Données et anecdotes

  • La plus ancienne représentation graphique connue de Port-Royal date de 1648 et figure dans une série de plans manuscrits consultables aux Archives nationales (côte N IV Seine-et-Oise).
  • Plus d’une cinquantaine d’œuvres picturales et gravées du XVIIIe et XIXe siècles sont conservées dans des collections publiques françaises, principalement au musée de Port-Royal des Champs, mais aussi à la BnF, au Louvre ou au Musée Carnavalet (POP : bases du Ministère de la Culture).

Littérature : Port-Royal, décor et actant d’une aventure spirituelle

Si l’image de Port-Royal s’impose dans l’art dès l’époque moderne, c’est surtout par la littérature, du Grand Siècle à aujourd’hui, que s’élabore son mythe. Les textes fondateurs dressent un paysage intérieur, où le site devient instrument de méditation ou miroir d’une pensée.

La première vague : chronique et défense

  • Les « Mémoires de Port-Royal » de Fontaine (1736-1737) : Ce texte, plus qu’un témoignage, offre une véritable topographie littéraire du lieu. La description des « bâtiments gris, sobres, droits comme une règle » (Fontaine, tome I, p. 42) traduit une esthétique intériorisée.
  • Lettres et apologistes : Les nombreux volumes de lettres – notamment de Jacqueline Pascal ou de la Mère Angélique – mêlent notations concrètes (la pluie sur la cour, le chant du soir dans la chapelle) et réflexion spiritualiste.

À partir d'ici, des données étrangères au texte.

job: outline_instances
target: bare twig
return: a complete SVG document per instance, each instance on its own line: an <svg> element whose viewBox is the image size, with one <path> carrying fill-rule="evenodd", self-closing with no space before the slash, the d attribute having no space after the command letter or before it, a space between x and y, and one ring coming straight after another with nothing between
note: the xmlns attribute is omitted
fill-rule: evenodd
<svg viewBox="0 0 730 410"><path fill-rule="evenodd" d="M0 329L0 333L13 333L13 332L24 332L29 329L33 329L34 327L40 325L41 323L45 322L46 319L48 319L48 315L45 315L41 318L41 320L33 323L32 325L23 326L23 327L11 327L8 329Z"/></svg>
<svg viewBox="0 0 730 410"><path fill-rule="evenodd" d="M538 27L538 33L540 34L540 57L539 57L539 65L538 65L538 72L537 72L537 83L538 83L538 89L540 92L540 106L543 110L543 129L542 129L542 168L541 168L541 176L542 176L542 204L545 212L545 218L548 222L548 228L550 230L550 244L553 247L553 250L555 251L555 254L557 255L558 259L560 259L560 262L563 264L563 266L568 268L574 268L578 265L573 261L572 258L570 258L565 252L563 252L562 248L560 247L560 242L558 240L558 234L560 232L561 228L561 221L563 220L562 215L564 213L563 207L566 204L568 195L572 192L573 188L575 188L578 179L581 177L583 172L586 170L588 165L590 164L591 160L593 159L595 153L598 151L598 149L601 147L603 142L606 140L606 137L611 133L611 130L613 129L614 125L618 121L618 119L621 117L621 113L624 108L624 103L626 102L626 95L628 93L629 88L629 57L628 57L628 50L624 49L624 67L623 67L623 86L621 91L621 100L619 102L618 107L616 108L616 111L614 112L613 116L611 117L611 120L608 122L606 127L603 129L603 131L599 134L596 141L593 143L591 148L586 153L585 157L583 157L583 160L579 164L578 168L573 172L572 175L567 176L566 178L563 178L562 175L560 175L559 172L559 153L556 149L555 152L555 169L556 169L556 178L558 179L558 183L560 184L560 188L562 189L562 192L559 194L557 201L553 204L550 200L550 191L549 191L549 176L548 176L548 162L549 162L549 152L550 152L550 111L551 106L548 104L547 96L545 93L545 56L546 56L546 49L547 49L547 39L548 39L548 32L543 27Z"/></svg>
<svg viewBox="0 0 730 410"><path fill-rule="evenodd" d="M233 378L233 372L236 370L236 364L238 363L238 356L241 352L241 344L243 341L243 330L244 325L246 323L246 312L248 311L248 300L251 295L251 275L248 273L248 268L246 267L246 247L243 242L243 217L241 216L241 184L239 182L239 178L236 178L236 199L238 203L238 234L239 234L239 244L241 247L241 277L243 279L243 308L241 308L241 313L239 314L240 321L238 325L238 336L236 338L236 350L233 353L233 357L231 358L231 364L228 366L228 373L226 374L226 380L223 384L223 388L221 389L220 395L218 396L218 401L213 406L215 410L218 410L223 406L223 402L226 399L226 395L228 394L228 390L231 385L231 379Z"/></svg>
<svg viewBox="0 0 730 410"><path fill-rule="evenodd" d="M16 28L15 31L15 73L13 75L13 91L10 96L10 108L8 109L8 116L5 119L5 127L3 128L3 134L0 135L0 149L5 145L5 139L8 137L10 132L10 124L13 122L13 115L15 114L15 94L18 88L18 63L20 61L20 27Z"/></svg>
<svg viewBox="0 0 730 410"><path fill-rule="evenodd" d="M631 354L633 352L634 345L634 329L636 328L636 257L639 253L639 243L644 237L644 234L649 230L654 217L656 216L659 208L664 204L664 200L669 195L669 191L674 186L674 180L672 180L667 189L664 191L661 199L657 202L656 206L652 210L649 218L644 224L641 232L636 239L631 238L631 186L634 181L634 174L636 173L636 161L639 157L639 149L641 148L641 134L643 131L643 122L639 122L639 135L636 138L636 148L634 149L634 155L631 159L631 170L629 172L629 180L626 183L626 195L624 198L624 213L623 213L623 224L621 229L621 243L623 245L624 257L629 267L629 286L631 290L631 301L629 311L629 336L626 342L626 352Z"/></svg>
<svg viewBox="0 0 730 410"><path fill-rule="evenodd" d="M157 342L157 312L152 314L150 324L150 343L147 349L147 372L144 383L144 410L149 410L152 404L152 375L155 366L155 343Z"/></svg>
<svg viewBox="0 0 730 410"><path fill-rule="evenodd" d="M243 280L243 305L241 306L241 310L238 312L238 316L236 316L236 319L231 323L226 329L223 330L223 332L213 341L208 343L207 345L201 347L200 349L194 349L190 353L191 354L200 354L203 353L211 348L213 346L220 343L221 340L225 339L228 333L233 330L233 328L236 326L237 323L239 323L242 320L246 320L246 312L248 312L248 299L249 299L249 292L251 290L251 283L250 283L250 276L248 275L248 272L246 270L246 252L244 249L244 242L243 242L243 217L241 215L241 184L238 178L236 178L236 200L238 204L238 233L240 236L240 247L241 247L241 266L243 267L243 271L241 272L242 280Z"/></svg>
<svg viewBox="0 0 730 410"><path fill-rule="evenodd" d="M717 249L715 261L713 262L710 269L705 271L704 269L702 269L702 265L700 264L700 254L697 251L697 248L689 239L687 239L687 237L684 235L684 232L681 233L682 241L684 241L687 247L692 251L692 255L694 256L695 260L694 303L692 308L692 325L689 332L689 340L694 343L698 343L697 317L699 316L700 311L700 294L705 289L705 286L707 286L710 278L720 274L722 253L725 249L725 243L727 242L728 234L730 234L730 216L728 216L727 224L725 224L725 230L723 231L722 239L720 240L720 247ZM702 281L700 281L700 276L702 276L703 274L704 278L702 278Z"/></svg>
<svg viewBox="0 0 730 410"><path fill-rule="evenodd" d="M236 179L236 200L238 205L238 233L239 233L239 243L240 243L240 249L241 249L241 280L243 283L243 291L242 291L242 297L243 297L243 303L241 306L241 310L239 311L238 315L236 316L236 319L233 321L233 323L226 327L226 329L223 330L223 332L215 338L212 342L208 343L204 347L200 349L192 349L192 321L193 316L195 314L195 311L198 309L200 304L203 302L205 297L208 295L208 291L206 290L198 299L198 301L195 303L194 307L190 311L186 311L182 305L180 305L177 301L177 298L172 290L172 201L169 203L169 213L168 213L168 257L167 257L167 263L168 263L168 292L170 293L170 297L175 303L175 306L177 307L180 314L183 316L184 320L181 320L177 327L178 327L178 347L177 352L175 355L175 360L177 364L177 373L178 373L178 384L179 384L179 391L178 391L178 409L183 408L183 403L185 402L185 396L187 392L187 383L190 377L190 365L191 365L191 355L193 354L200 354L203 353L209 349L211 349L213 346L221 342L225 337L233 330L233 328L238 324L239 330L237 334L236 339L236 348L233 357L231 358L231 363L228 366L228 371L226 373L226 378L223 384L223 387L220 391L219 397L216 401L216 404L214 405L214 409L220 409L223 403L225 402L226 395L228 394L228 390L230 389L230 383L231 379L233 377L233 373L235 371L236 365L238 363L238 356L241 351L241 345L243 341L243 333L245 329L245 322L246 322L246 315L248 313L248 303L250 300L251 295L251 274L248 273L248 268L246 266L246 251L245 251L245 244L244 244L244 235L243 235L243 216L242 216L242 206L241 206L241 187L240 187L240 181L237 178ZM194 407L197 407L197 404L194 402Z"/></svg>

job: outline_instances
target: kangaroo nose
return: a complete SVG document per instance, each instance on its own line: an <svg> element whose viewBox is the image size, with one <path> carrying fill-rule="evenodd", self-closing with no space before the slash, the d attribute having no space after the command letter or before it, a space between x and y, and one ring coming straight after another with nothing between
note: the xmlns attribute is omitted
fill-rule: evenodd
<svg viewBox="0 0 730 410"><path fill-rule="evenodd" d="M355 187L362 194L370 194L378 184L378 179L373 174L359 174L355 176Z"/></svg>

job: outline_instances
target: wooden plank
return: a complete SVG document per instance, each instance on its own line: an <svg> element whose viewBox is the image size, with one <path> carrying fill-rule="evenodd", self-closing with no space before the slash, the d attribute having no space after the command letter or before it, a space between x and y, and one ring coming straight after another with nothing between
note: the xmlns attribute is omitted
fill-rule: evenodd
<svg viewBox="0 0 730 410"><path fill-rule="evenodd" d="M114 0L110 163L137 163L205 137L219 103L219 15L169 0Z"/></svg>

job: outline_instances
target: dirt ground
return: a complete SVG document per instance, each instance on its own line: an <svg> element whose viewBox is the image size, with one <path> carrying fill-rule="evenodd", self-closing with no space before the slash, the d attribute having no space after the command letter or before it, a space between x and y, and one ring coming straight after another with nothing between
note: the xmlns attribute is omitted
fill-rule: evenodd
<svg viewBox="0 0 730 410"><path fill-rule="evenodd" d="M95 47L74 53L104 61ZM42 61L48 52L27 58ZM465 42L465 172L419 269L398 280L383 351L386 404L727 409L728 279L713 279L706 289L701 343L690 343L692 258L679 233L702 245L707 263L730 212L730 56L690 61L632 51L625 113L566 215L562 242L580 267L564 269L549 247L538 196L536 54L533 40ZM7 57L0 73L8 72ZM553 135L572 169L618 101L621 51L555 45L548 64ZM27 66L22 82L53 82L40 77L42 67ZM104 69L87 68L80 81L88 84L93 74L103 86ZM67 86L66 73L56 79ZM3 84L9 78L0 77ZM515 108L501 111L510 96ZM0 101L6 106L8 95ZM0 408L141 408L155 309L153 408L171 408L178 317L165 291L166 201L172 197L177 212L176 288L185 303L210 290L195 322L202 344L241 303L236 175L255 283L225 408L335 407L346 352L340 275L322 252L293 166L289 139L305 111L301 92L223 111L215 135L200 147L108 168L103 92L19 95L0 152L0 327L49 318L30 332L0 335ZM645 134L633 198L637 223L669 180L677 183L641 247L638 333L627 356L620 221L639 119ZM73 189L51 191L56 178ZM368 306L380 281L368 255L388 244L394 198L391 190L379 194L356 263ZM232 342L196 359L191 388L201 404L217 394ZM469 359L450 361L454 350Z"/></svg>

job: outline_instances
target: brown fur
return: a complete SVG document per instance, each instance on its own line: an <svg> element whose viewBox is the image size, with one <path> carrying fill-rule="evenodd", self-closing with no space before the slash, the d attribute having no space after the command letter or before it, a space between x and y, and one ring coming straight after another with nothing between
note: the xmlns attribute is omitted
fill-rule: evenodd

Le XIXe siècle : Port-Royal dans la modernité littéraire

  • Sainte-Beuve et la résurrection littéraire du site : Les cinq volumes de « Port-Royal » (1840-1859) de Charles-Augustin Sainte-Beuve, monument du genre biographique, font entrer Port-Royal dans la littérature moderne. Plus qu’un lieu, Port-Royal devient symbole d’une « intériorité française », point d’équilibre entre l’héroïsme des Anciens et la lucidité moderne.
  • La poésie romantique : Alphonse de Lamartine, dans « Recueillements poétiques » (1839), évoque Port-Royal comme allégorie de la fidélité et de la solitude. Port-Royal hante, en creux, la poésie de l’absence et du renoncement.

Le XXe siècle à aujourd’hui : Port-Royal, chantier littéraire et objet de fiction

  • Julien Green : Son roman court « Jeanne » (1976, Gallimard) fait du site le décor d’une quête de pureté, où Port-Royal incarne l’appel du silence dans la modernité bruyante.
  • Jacqueline de Romilly, académicienne, fait de Port-Royal un modèle de rigueur morale dans ses essais, et analyse la puissance subversive du lieu face aux pouvoirs (notamment dans « Pourquoi la Grèce ? », 1992).
  • Plus récemment, le poète Jean-Michel Maulpoix, dans « Rue des fleurs, Port-Royal » (2007), explore la tension entre ruine et renaissance, écrivant : « La lumière tombe entre les pierres, souveraine, irréfutable. Le silence a oublié le bruit des voix. »

Entre fidélité et invention : les enjeux de la représentation de Port-Royal

L’interprétation artistique et littéraire de Port-Royal oscille en permanence entre deux pôles : le souci de précision documentaire – donner à voir ce qui fut détruit – et la tentation de réécrire un mythe, d’investir le silence du site de significations nouvelles.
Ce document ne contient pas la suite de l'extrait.